The S&P 500 was rather noisy on Monday, reaching to break above the 4600 level at one point. This is a good sign though, because the market has been bouncing around sideways as we hang around the 50-day EMA. By doing so, longer-term technical traders will start to look at this as a potential stabilization that could lead to a longer-term move higher. After all, we have been in an uptrend for quite some time, and it does make quite a bit of sense that we would continue to see this as a market that is in the midst of trying to recover.

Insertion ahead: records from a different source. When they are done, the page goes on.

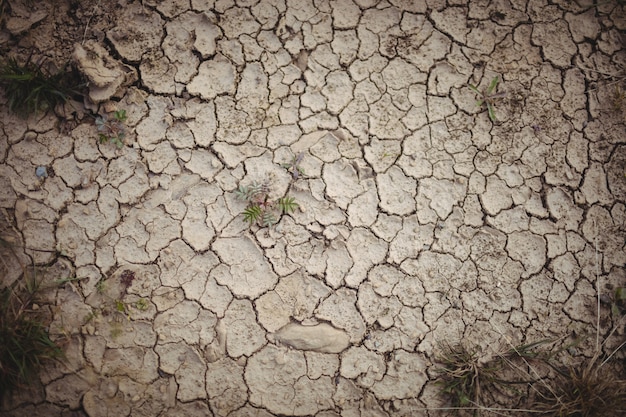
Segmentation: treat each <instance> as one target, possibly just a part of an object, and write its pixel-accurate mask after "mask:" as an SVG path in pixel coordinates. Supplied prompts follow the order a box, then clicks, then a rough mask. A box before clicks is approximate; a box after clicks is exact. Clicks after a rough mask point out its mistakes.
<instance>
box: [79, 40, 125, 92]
mask: <svg viewBox="0 0 626 417" xmlns="http://www.w3.org/2000/svg"><path fill="white" fill-rule="evenodd" d="M72 58H73V59H74V61H75V62H76V65H77V66H78V69H79V70H80V71H81V72H82V73H83V74H84V75H85V77H87V79H88V80H89V98H90V99H91V100H92V101H93V102H95V103H99V102H103V101H106V100H108V99H110V98H111V97H113V96H117V95H120V94H121V89H122V87H125V86H129V85H131V84H132V83H133V82H135V81H137V71H136V70H135V69H134V68H132V67H131V66H129V65H126V64H124V63H122V62H120V61H118V60H115V59H113V58H112V57H111V56H110V55H109V53H108V52H107V50H106V49H104V48H103V47H102V46H100V45H99V44H98V43H96V42H95V41H87V42H85V44H84V45H80V44H76V45H75V46H74V53H73V54H72Z"/></svg>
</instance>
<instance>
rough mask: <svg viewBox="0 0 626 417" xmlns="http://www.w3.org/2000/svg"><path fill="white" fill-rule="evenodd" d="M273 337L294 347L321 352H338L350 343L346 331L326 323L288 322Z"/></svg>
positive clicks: (341, 350) (349, 338) (328, 352)
mask: <svg viewBox="0 0 626 417" xmlns="http://www.w3.org/2000/svg"><path fill="white" fill-rule="evenodd" d="M274 339H275V340H276V341H278V342H280V343H283V344H285V345H288V346H291V347H293V348H295V349H300V350H314V351H317V352H322V353H339V352H342V351H343V350H345V349H346V348H347V347H348V345H349V344H350V336H348V334H347V333H346V332H344V331H343V330H339V329H336V328H334V327H333V326H331V325H329V324H326V323H321V324H318V325H315V326H303V325H301V324H298V323H289V324H287V325H286V326H283V327H282V328H281V329H280V330H279V331H278V332H276V333H274Z"/></svg>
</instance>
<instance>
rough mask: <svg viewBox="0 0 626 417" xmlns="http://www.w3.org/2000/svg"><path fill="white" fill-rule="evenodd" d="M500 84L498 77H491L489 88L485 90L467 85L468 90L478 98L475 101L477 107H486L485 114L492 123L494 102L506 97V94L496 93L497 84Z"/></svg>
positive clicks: (505, 93) (494, 118)
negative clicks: (486, 108) (498, 83)
mask: <svg viewBox="0 0 626 417" xmlns="http://www.w3.org/2000/svg"><path fill="white" fill-rule="evenodd" d="M499 82H500V78H499V77H498V76H496V77H493V79H492V80H491V82H490V83H489V86H488V87H487V89H486V90H484V91H480V90H479V89H478V87H477V86H475V85H472V84H469V88H470V90H472V91H473V92H474V93H476V94H477V95H478V96H479V99H478V101H476V105H477V106H479V107H480V106H482V105H483V104H484V105H485V106H487V113H488V114H489V118H490V119H491V121H492V122H495V121H496V120H497V119H496V108H495V102H496V101H497V100H498V99H500V98H503V97H505V96H506V93H496V92H495V91H496V89H497V88H498V83H499Z"/></svg>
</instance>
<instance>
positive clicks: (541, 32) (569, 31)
mask: <svg viewBox="0 0 626 417" xmlns="http://www.w3.org/2000/svg"><path fill="white" fill-rule="evenodd" d="M532 42H533V43H534V44H537V45H539V46H541V49H542V51H543V54H544V56H545V57H546V58H547V59H548V61H550V62H552V63H553V64H554V65H555V66H557V67H559V68H566V67H569V65H570V63H571V60H572V57H573V56H574V54H575V53H576V52H577V49H576V44H575V43H574V41H573V40H572V38H571V34H570V31H569V27H568V26H567V22H565V21H564V20H557V21H555V22H550V23H537V24H535V26H534V27H533V33H532Z"/></svg>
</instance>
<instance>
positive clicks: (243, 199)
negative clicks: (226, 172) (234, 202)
mask: <svg viewBox="0 0 626 417" xmlns="http://www.w3.org/2000/svg"><path fill="white" fill-rule="evenodd" d="M269 192H270V189H269V185H268V184H267V183H263V184H258V183H256V182H254V183H252V184H251V185H249V186H243V185H240V186H239V188H238V189H237V190H236V191H235V193H236V195H237V198H239V199H240V200H244V201H247V202H248V205H247V206H246V208H245V209H244V211H243V218H244V221H247V222H248V223H250V225H252V224H254V223H257V224H258V225H259V226H261V227H270V226H273V225H274V224H276V223H277V222H278V220H279V216H280V215H281V214H283V213H290V212H293V211H294V210H295V209H296V207H298V203H296V201H295V198H293V197H289V196H287V197H281V198H279V199H278V200H274V201H272V200H270V198H269Z"/></svg>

Underneath, we have a nice uptrend line, and then after that the 4500 level. All of that together should offer plenty of support, thereby allowing traders to find little bits and pieces of support. Ultimately, this is a market that I think will try to figure out a way to find buyers. After all, we have the “Santa Claus rally” getting ready to kick off, as people are trying to catch up with their benchmark for the year. With that being the case, it makes sense that we will see a “buy on the dips” mentality going forward. Even if we were to break through all of that support, the 4250 level is a major support level, especially now that the 200-day EMA is sitting just above it.

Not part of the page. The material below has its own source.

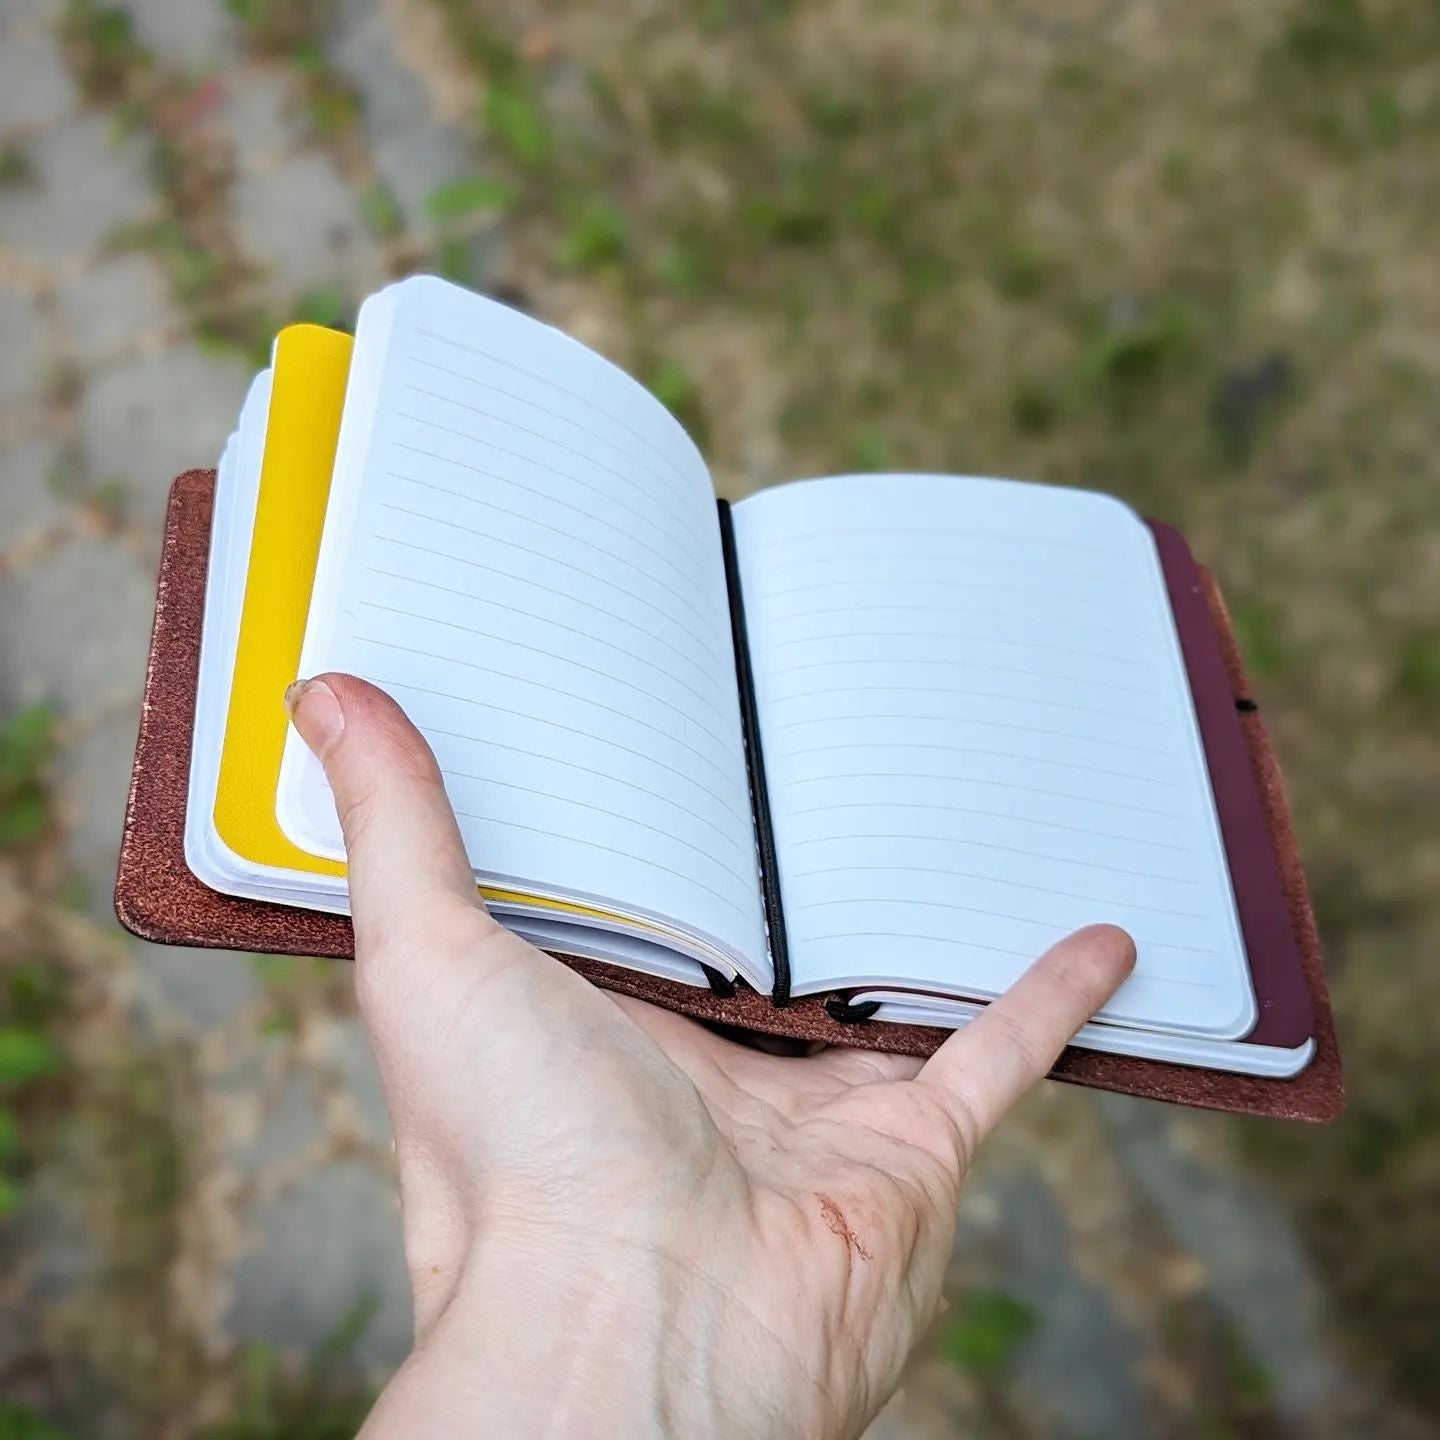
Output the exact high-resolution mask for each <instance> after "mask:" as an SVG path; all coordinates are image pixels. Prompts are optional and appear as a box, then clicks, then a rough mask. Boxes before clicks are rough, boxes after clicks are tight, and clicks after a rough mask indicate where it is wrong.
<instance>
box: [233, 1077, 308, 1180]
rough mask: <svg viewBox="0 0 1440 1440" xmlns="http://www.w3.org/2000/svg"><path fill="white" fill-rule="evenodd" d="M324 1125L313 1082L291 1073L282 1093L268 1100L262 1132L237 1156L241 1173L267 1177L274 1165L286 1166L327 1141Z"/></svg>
mask: <svg viewBox="0 0 1440 1440" xmlns="http://www.w3.org/2000/svg"><path fill="white" fill-rule="evenodd" d="M324 1135H325V1122H324V1117H323V1116H321V1113H320V1104H318V1103H317V1099H315V1086H314V1080H312V1077H311V1076H308V1074H289V1076H287V1077H285V1079H284V1081H282V1083H281V1087H279V1093H278V1094H275V1096H271V1097H268V1100H266V1106H265V1115H264V1117H262V1119H261V1125H259V1129H258V1132H256V1135H255V1138H253V1140H252V1143H251V1145H248V1146H246V1148H245V1149H243V1152H242V1153H240V1155H239V1156H238V1161H239V1166H240V1171H242V1172H243V1174H248V1175H264V1174H265V1172H266V1171H268V1169H271V1168H272V1166H275V1165H284V1164H285V1162H287V1161H294V1158H295V1156H297V1155H302V1153H304V1152H305V1151H307V1149H310V1148H311V1146H312V1145H315V1143H318V1142H320V1140H321V1139H324Z"/></svg>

I think at this point, the market is very likely to go back towards the highs of the year, and the fact that we have gone sideways for the last four days or so is a good sign. After all, for a minute there it felt like it was really starting to fall apart, but now we are quietly going sideways. There is the old axiom, “never short a quiet market”, and I think that is exactly what is going on here. Eventually, we could break above the 4600 level, opening up the possibility of a continuation of the longer-term uptrend. If we were to break down below the 4250 handle, then I might be convinced to buy puts, but we are so far away from that it is not even funny.